Dr. Carlo Pescio
Sorting in Small Memories

Published in Electronic Design, Penton Publishing, Vol. 44 No. 8, April 15, 1996.
This paper won the "Best of the Issue" award.


Sorting is an essential routine used in most programs; still, in embedded applications we often have to struggle with extremely small memory for code and auxiliary data, including stack space. Saving memory raises new challenges even in well-known areas like sorting, since we canít always trade performance for space.

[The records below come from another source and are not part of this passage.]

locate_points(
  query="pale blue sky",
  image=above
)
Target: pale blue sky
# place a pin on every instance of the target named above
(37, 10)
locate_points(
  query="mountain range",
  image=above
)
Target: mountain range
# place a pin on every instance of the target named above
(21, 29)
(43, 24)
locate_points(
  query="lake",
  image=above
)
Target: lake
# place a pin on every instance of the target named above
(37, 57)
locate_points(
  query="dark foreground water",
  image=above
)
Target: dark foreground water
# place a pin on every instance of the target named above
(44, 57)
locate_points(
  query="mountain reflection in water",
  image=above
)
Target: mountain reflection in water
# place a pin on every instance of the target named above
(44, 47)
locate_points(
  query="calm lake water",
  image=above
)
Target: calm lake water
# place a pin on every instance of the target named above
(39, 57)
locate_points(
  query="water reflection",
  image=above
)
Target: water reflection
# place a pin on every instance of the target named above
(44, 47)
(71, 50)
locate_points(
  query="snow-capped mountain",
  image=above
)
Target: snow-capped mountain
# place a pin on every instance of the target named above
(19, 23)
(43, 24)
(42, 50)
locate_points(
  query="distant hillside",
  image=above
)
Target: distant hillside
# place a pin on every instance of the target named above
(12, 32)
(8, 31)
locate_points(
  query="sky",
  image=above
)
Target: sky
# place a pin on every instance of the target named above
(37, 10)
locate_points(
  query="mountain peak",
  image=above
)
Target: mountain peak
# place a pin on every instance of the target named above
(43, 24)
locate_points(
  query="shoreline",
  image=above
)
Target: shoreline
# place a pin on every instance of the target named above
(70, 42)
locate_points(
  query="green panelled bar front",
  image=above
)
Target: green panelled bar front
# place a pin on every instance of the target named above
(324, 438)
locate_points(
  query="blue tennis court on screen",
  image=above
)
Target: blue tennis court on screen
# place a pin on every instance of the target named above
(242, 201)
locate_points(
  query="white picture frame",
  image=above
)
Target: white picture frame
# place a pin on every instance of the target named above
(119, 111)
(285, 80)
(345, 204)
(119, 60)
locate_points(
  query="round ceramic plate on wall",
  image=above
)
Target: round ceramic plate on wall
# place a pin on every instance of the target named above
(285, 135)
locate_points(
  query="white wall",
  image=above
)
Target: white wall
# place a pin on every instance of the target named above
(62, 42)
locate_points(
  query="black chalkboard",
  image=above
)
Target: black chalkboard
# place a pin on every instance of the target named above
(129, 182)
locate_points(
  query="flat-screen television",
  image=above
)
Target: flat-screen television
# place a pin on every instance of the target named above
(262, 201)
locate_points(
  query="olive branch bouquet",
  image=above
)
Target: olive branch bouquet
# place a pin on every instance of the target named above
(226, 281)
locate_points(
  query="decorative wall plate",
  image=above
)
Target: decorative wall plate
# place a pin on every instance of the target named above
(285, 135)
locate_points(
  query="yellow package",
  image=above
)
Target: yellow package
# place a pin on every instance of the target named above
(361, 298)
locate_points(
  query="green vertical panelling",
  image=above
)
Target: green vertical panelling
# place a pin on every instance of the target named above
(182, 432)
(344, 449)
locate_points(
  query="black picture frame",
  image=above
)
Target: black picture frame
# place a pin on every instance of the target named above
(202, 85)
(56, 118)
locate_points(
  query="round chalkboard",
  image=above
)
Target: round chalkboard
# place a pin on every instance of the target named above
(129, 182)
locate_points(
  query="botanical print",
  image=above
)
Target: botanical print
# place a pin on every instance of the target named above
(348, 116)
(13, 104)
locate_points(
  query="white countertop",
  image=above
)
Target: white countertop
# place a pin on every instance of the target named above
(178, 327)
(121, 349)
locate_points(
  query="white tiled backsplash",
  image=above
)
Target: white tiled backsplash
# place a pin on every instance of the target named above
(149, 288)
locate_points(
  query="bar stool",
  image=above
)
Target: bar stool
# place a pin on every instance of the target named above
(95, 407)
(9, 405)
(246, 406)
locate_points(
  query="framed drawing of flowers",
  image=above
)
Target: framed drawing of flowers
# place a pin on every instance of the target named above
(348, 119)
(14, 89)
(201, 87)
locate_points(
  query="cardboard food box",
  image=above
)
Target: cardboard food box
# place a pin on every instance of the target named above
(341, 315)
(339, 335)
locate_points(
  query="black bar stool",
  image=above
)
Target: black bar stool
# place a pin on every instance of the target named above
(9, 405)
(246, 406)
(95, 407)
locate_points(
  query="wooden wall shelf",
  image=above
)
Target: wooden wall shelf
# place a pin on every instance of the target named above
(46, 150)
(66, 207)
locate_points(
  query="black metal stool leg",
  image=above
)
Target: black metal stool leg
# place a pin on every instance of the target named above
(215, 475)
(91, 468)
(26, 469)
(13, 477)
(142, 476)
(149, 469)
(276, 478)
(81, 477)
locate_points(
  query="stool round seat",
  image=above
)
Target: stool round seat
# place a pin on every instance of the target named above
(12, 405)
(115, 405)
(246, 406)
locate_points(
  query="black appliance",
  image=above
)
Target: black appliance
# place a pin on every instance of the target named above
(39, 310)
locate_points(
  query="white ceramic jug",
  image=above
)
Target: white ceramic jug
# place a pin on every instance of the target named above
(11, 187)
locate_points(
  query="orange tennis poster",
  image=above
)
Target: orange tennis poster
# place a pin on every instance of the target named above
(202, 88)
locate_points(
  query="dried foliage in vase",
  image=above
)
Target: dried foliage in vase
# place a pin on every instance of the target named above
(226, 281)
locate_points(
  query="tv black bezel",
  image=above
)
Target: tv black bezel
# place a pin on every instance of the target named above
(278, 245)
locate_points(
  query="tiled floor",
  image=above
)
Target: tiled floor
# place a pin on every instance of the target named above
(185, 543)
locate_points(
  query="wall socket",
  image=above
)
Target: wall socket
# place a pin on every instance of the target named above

The following implementation of the CombSort algorithm (average performance quite higher than BubbleSort, but lower than QuickSort) has been filed down to a very small footprint, while providing good performance in sorting arrays of integers using low-end Intel processors; here are the major features of the routine:



Although optimized for size, the CombSort algorithm is quite fast, and this tight implementation may even outperform a QuickSort routine implemented in high-level languages. If your target processor is a 386 or more, it is even possible to create a smaller and faster version of the program, although applications using a 386 are usually not memory-constrained.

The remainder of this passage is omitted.